Spatially regularized active diffusion learning for high-dimensional images
This work addresses the challenge of labeling efficiency for high-dimensional image classification, which is incremental as it builds on diffusion geometry methods.
The paper tackles the problem of classifying high-dimensional images with minimal labeled data by proposing an active learning algorithm that uses spatially-regularized nonlinear diffusion geometry to sample from cluster cores, resulting in high-accuracy labelings with a very small number of training labels and state-of-the-art performance on real hyperspectral images.
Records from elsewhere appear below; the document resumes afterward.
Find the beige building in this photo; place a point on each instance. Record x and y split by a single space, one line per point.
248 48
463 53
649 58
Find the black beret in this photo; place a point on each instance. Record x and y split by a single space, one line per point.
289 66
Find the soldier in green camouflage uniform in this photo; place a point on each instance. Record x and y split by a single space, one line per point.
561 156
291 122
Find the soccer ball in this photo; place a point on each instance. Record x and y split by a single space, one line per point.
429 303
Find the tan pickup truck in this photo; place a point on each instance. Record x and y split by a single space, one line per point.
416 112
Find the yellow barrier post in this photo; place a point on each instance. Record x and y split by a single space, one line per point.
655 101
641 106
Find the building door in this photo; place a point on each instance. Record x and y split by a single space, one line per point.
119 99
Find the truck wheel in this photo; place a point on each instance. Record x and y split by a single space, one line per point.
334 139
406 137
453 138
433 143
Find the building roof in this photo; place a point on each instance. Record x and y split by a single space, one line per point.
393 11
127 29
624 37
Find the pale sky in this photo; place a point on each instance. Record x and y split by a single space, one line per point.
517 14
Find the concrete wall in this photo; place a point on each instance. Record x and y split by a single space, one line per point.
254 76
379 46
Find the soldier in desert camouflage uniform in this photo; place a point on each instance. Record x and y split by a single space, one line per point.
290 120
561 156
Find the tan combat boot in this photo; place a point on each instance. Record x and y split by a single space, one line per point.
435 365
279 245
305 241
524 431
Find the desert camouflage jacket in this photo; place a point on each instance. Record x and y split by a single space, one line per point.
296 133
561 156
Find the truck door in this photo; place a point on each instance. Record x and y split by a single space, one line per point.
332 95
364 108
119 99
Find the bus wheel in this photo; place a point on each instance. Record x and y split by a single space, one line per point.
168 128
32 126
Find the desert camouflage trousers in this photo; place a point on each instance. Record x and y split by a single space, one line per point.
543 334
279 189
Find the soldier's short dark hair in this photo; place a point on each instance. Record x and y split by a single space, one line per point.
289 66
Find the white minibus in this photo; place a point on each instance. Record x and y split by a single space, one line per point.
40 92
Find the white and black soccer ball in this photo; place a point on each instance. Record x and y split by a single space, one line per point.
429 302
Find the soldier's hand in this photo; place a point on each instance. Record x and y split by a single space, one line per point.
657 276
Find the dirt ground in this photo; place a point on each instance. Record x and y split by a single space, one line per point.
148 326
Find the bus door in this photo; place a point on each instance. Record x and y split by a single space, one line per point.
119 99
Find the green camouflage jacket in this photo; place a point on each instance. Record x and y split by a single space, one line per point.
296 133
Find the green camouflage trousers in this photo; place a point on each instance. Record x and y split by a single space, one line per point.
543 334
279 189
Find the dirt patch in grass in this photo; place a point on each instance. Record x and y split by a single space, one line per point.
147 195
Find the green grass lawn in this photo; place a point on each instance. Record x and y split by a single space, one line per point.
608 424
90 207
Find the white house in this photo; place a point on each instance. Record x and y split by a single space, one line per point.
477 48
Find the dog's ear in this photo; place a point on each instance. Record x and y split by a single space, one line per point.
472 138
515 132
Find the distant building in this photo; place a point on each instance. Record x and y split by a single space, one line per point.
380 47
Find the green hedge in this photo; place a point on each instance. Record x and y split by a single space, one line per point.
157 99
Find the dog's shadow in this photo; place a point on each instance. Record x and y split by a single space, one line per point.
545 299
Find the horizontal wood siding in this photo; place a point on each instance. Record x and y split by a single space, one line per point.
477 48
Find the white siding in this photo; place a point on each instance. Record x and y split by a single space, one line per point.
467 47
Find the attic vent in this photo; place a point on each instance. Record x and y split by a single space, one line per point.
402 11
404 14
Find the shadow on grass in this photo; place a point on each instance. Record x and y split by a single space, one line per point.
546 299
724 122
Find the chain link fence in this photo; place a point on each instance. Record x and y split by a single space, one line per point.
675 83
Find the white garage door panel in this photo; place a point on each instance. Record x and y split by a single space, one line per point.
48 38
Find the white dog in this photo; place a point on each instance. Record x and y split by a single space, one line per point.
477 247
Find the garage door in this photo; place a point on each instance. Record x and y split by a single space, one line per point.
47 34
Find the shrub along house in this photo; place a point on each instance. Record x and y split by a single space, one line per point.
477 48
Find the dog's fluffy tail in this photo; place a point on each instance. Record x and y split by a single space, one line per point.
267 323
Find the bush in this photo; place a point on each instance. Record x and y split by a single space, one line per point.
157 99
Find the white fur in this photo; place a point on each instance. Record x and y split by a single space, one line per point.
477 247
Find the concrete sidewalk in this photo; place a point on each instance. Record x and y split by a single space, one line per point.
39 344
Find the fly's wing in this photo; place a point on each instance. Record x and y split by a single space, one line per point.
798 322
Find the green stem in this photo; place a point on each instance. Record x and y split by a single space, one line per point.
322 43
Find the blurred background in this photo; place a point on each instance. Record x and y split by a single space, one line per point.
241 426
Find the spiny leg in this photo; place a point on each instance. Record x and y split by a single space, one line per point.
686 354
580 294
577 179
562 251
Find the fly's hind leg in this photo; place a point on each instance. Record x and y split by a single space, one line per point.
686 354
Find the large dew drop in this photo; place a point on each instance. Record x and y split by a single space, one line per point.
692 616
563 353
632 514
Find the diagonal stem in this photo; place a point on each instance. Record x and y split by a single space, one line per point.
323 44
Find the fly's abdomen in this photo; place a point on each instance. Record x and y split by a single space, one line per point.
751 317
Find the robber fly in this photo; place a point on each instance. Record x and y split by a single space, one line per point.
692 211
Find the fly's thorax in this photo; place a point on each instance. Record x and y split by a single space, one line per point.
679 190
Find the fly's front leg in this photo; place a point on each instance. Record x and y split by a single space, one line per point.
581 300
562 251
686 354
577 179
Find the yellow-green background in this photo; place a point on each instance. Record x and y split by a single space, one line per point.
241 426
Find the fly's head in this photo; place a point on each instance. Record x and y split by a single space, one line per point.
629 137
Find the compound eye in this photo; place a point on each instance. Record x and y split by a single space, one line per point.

An active learning algorithm for the classification of high-dimensional images is proposed in which spatially-regularized nonlinear diffusion geometry is used to characterize cluster cores. The proposed method samples from estimated cluster cores in order to generate a small but potent set of training labels which propagate to the remainder of the dataset via the underlying diffusion process. By spatially regularizing the rich, high-dimensional spectral information of the image to efficiently estimate the most significant and influential points in the data, our approach avoids redundancy in the training dataset. This allows it to produce high-accuracy labelings with a very small number of training labels. The proposed algorithm admits an efficient numerical implementation that scales essentially linearly in the number of data points under a suitable data model and enjoys state-of-the-art performance on real hyperspectral images.